Adversity is something many women in the military have dealt with over the years. It’s also something that deep sea fishing boat captains face.
Why the odd analogy, you ask? Well, because those two worlds are colliding tonight on an episode of the Discovery Channel show “The Bait.” It’s a preshow to the popular series “Deadliest Catch,” which follows several fishing vessels in the Bering Sea.
In a segment called “Captain to Captain,” retired Navy Cmdr. Darlene Iskra, the first female commanding officer of a U.S. Navy ship, sat down for a chat with some of the captains of the boats featured in the popular show.
Ahead of that episode, Iskra talked with me about some of the adversity she faced in her career as a commander, a diver and a surface warfare officer.
Iskra was a lieutenant commander in 1990 when she was handed the reins of the salvage ship USS Opportune, making her the first woman to become commander of any U.S. Navy ship. About a decade before that, she was also one of the first female line officers to graduate from the Naval Diving and Salvage Training Center.
But the path to success wasn’t easy, she said. Establishing credibility was hard because, until the 1980s, very few jobs were available for women in the Navy.
“All the men had ever seen women do in the past was either be nurses or administrative personnel. Now, suddenly, you had women who were going to sea, going into diving, women who were flying airplanes,” Iskra said.
Those women had to work hard to build trust and prove themselves.
“Unfortunately, for a woman, it just seemed like every time you moved to a new command, you had to do it again and again and again,” she continued. “That was the hard part.”

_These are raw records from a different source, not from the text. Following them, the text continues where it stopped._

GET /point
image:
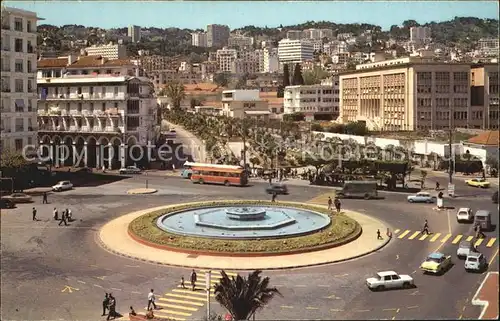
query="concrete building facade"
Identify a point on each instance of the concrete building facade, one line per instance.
(18, 87)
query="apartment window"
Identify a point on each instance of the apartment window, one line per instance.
(18, 45)
(18, 24)
(18, 67)
(18, 143)
(19, 85)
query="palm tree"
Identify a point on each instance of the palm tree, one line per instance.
(175, 91)
(242, 297)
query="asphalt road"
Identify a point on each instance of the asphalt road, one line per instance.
(55, 272)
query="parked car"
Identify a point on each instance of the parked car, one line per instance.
(279, 189)
(389, 280)
(130, 170)
(421, 197)
(436, 263)
(18, 198)
(475, 262)
(464, 248)
(465, 214)
(478, 182)
(62, 186)
(6, 203)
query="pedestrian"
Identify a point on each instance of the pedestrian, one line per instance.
(193, 279)
(151, 299)
(63, 219)
(426, 228)
(105, 304)
(337, 204)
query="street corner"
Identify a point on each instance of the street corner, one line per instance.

Early in her career, women could only go on certain types of ships, which was a problem for women like her who had careers that required ship time. It wasn’t until the mid-1980s that the Navy began building a new class of dive and salvage ships that were gender-neutral.
During her time on the Opportune, Iskra’s crew patrolled the Suez Canal during Operation Desert Storm, making sure it remained open for commerce. She made it clear that it was an opportunity that wasn’t just handed to her.
“I worked just as hard as everybody else did — in fact, harder — to get to that position,” she said.
Iskra attributed getting through the tough times in her career to two simple things: Friends and physical training (as she put it, she was in “fantastic shape” then).
Her advice to other military women striving for success? Don’t take things personally when they go wrong, and don’t let anyone take advantage of you.
“You need to hold them accountable. Challenge them,” she said. “You have to let them know you’re not going to accept that kind of treatment.”
Iskra retired as commander in 2000 after 21 years of service. She earned her doctorate in sociology in 2007 and spent several years teaching leadership education and development at the University of Maryland. She now lives in Washington State and is semi-retired, teaching online courses part-time for the Columbia College of Missouri and doing volunteer work.
Oh yeah — and making cameos on “The Bait.”
“The thing I was a little surprised about was how casual it was. I really didn’t know what to expect,” she said, admitting that she’d never watched the show. “But the guys were very nice, very respectful.”
So, is she nervous for her episode to air?
“It’s too late to be nervous!” she joked. “I just looked at it as a new experience — something fun. I had a blast.”
Iskra’s episode of “The Bait” aired at 8 p.m. Tuesday on The Discovery Channel.